Cui also explained, in regards to his project, that he too must tread carefully. “Water quality is very sensitive in China because the coasts bring in a lot of development for local governments.”
In terms of the future of open data, Cui is quite optimistic because of the deep interest in its use by civil society, particularly journalists.
The hacks and hackers meeting he organized in early September, to introduce journalists to developers and the concept of open data, had a tremendous turnout. Cui estimated a crowd of 30 but over 100 turned up, with a balanced mix of journalists, developers, data techies and designers.
The event was held in the Zhongguancun neighborhood of Beijing, often referred to as China’s ‘Silicon Valley,’ which is surrounded by a triangle of the country’s most prestigious universities: Peking, Tsinghua and Renmin. Tsinghua also has a well-regarded journalism school.
“China’s media is highly interested in data journalism,” said Cui. “They started seeking the help of technologists but they have no idea about what open data means so we needed to tell them how data works for journalism.”
On the other hand, says Cui, the Chinese developers generally are more rigid and have “practical” skills since they work for big Internet companies. “They are willing to do something for the public for society. They just need to know how they can do it and what is useful.”
Bu shares that sentiment. “The Chinese community is getting really interested in data journalism,” Bu says a number of times during our conversation. While Bu is currently working in data visualization and design, she also has a background in journalism and has worked for The Wall Street Journal, among others. Bu is part of a team that received a Magic Grant from the Brown Institute for Media Innovation. Her team will build a tool that tracks news websites in authoritarian countries to see what information is censored.

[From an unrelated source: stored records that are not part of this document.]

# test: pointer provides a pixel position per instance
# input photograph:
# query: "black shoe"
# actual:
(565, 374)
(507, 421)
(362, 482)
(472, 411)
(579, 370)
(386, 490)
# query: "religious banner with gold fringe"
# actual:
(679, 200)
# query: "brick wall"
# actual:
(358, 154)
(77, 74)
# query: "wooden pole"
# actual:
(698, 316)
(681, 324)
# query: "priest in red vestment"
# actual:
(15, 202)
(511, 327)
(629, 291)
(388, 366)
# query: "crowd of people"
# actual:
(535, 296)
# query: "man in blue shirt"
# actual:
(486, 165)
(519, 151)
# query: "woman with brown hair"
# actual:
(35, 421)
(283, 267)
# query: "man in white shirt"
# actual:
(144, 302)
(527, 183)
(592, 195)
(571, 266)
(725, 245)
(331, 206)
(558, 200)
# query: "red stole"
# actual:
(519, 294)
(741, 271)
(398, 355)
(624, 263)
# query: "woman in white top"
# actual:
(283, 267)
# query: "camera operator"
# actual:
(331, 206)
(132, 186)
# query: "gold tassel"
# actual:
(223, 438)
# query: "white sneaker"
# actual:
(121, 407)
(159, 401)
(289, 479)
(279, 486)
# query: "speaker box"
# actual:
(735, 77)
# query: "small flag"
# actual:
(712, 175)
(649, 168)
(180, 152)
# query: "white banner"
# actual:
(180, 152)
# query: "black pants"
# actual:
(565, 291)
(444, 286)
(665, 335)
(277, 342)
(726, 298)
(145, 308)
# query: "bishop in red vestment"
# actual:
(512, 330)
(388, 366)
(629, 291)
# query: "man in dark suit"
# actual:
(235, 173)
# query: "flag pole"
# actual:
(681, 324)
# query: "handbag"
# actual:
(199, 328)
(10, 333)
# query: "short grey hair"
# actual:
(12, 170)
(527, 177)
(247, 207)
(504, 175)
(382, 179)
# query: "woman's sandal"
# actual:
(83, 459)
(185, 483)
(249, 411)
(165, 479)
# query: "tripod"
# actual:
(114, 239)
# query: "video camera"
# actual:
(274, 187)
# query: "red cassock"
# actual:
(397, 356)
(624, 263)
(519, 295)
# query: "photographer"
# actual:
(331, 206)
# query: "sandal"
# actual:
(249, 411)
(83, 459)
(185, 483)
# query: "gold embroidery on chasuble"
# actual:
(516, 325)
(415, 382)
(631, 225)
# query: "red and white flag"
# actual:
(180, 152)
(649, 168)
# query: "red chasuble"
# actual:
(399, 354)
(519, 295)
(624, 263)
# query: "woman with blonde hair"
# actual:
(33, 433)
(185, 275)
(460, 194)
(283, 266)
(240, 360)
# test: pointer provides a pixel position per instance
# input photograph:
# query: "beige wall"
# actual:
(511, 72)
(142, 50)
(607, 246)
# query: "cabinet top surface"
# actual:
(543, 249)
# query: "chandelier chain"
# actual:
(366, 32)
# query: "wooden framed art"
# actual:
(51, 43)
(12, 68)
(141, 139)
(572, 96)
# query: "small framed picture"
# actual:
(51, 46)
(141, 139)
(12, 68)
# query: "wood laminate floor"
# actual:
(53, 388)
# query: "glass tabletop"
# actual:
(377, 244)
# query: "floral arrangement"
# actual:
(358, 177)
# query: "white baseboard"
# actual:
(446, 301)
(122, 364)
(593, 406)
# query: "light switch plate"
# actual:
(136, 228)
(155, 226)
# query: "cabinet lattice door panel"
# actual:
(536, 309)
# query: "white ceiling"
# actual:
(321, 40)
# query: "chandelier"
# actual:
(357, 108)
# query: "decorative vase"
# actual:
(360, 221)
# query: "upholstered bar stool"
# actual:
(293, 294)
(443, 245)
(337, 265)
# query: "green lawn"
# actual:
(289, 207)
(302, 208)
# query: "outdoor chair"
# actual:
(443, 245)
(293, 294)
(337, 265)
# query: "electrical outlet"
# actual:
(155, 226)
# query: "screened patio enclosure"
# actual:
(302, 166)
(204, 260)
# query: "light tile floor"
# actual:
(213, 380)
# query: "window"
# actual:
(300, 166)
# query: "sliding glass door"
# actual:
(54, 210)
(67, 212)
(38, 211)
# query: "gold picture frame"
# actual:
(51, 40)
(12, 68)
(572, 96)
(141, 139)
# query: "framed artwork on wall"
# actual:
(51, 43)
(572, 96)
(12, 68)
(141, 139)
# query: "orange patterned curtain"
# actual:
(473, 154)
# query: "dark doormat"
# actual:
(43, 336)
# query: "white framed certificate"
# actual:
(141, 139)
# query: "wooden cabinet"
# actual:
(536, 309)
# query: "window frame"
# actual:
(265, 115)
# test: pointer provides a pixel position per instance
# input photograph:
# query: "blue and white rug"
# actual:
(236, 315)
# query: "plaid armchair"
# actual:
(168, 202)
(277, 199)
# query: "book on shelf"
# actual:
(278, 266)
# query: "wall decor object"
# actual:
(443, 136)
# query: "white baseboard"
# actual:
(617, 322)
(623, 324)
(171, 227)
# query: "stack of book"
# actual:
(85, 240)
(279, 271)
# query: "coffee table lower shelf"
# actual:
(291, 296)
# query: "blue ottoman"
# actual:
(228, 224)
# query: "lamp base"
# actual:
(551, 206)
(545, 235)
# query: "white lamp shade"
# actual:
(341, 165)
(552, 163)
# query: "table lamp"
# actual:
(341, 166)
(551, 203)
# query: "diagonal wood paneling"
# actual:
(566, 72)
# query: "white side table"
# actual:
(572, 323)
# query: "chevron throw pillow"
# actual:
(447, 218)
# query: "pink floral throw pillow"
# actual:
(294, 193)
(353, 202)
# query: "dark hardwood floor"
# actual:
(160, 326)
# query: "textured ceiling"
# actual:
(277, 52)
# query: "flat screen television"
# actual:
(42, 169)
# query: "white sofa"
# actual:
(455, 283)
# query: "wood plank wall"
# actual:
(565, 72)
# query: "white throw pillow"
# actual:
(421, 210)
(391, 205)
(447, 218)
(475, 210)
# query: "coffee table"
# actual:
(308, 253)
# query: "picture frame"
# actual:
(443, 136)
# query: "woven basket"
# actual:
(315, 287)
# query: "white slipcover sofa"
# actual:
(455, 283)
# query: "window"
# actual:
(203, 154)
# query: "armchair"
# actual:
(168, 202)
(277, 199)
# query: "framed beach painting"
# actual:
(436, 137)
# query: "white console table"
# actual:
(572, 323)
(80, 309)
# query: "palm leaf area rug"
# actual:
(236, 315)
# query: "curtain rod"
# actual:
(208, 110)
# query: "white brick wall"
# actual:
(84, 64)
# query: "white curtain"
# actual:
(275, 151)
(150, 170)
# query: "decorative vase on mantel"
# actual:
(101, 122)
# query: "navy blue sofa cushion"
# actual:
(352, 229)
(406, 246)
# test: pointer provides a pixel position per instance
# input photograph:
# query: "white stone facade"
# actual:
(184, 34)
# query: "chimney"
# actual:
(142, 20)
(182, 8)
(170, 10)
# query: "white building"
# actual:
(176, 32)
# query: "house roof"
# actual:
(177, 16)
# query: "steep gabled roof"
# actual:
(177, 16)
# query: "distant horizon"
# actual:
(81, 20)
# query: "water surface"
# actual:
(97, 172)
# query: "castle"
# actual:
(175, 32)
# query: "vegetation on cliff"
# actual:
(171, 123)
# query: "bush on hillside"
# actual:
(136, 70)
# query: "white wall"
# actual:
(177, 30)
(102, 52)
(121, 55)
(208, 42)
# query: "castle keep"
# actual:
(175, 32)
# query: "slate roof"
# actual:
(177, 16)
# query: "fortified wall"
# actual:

At least with young journalists and civic hackers enthusiasts like Cui and Bu, there is a sense of longing to emulate the digital media works of those in the U.S. Both mentioned their hope to see data journalism in China reach a level comparable to western media. “Snow Fall is very popular here in China,” says Bu of The New York Time’s Pulitzer-prize winning interactive reporting piece.
When it comes to innovation, however, it is an easier route for technologists than it is for journalists. When I asked if these pioneering data journalists would venture beyond environmental issues and dig into the financial records of high level corrupt officials, Cui exclaimed, “I would not go to that length. It is still too dangerous.”